El primer pensamiento es casi siempre de desconcierto: ¿Cómo puede ser que justo ahora se agote la pila? Como si hubiera un momento oportuno para ello. Luego viene la búsqueda de la dichosa pila, porque no todas son iguales, y el destino suele querer que la nuestra sea una de esas difíciles de encontrar, una rareza casi extinta en las tiendas de barrio. Y si, por suerte, damos con ella, nos asalta la siguiente duda: ¿Nos atrevemos a cambiarla nosotros mismos o mejor buscamos una relojería?
Si optamos por la aventura del cambio casero, nos enfrentamos al reto de abrir la tapa del reloj sin estropearlo, lidiando con herramientas improvisadas o con kits específicos que parecen más diseñados para probar nuestra paciencia que para facilitar la tarea. Y si desistimos y decidimos acudir a un profesional, nos topamos con otro problema: cada vez quedan menos relojeros, esos artesanos de la precisión que parecen haber sido arrinconados por la era online y el descarte rápido.

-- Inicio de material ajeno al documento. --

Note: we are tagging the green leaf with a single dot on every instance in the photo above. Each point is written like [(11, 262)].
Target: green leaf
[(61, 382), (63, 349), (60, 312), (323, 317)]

Así, lo que en principio parecía un detalle menor se convierte en toda una odisea. Pero tal vez haya algo poético en ello: el reloj, ese objeto que nos mide el tiempo, nos obliga, en su pausa inesperada, a detenernos también, a valorar lo que implica su presencia y lo que supone su ausencia. Nos recuerda que, aunque intentemos controlarlo, el tiempo tiene su propio ritmo... y a veces, nos impone un pequeño alto en el camino.